Friday (Robinson Crusoe)

"Man Friday" redirects here. For the 1975 film, see Man Friday (film).
Robinson Crusoe and Man Friday by Carl Offterdinger

Friday is one of the main characters of Daniel Defoe's 1719 novel Robinson Crusoe. Robinson Crusoe names the man, with whom he cannot at first communicate, Friday because they first meet on that day. The character is the source of the expression "Man Friday", used to describe a male personal assistant or servant, especially one who is particularly competent or loyal. Current usage also includes "Girl Friday".

Character

Robinson Crusoe spends twenty-eight years on an island off the coast of Venezuela with his talking parrot Poll, his pet dog, and a tame goat as his only companions. In his twenty-fourth year, he discovers that Carib cannibals occasionally use a desolate beach on the island to kill and eat their captives.[lower-alpha 1]

Crusoe observes one of the Caribs, kept captive and about to be eaten, escape his captors. Crusoe ambushes two pursuers, and the others leave in their canoes without knowing what happened to their companions. The escaped captive bows in gratitude to Crusoe, who decides to employ him as a servant. He names him Friday after the weekday upon which the rescue takes place.

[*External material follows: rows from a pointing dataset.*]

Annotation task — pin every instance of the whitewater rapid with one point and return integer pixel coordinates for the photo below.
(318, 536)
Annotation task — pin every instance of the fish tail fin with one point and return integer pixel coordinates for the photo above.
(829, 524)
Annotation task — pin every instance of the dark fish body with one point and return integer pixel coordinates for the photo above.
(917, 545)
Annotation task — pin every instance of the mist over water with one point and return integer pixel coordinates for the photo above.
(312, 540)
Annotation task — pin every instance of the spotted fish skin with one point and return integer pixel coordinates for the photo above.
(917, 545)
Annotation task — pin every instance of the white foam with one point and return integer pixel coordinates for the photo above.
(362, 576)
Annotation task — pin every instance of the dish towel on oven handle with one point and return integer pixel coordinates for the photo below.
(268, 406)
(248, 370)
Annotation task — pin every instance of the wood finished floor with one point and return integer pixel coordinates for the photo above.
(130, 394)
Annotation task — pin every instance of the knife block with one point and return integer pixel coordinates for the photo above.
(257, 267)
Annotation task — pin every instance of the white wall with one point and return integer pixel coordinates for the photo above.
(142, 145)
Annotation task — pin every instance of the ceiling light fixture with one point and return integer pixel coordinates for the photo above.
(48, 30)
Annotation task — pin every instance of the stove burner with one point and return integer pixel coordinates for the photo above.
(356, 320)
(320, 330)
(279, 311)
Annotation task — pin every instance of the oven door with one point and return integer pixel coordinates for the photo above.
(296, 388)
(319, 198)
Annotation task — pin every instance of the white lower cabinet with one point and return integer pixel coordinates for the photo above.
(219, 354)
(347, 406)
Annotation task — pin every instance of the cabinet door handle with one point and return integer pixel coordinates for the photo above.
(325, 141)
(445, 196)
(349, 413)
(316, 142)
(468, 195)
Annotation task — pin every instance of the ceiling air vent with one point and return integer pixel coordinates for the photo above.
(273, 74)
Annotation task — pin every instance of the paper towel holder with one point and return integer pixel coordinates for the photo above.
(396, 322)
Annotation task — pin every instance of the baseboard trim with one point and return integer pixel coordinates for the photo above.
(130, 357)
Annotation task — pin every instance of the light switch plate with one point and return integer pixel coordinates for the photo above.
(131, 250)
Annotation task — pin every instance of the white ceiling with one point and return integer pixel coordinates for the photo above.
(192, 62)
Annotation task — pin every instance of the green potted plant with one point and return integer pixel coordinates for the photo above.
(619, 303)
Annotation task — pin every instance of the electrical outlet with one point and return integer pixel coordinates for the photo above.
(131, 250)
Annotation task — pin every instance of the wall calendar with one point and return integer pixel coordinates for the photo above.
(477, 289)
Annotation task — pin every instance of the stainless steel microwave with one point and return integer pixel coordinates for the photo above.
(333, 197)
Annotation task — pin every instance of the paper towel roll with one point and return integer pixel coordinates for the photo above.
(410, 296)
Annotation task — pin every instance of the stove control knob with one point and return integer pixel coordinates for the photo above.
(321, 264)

Crusoe describes Friday as being a Native American, though very unlike the Indians of Brazil and Virginia. His religion involves the worship of a mountain god named Benamuckee, officiated over by high priests called Oowokakee. Crusoe learned a few of his native words that have been found in a Spanish-Térraba (or Teribe) dictionary, so Friday may have belonged to that tribe, also called the Naso people. Friday tolerates cannibalism, and even suggests eating the men Crusoe has killed.

Crusoe teaches Friday the English language and converts him to Christianity. He tells him that cannibalism is wrong. Friday accompanies him in an ambush in which they save Friday's father.

Crusoe returns to England twenty-eight years after being shipwrecked on the island, and four years after rescuing Friday. Friday's father goes with a Spanish castaway to the mainland to retrieve fourteen other Spanish castaways, but Crusoe and Friday depart the island before they return.

Friday accompanies Crusoe home to England, and is his companion in the sequel The Farther Adventures of Robinson Crusoe, in which Friday is killed in a sea battle. In Jules Verne's L'École des Robinsons (1882), the castaways rescue an African Negro on their island who says his name is Carefinotu. T. Artelett proposes to call him Mercredi ("Wednesday"), "as it is always done in the islands with Robinsons,"[1] but his master Godfrey prefers to keep the original name.

Film and television adaptations

Idiom

The term Man Friday has become an idiom, still in mainstream usage, to describe an especially faithful servant or one's best servant or right-hand man. The female equivalent is Girl Friday. The July 1, 1912, edition of the news magazine “Industrial World,” Volume 46, Issue 2, published in Pittsburgh, Pennsylvania, uses the term Girl Friday. The title of the 1940 movie His Girl Friday alludes to it and may have popularised it.

Notes

  1. The portrayal of Caribs as cannibals is still controversial; as recently as 2006, complaints were made about the portrayal of Caribs in the movie Pirates of the Caribbean: Dead Man's Chest.

References

  1. L'École des Robinsons, chapter 18, Jules Verne.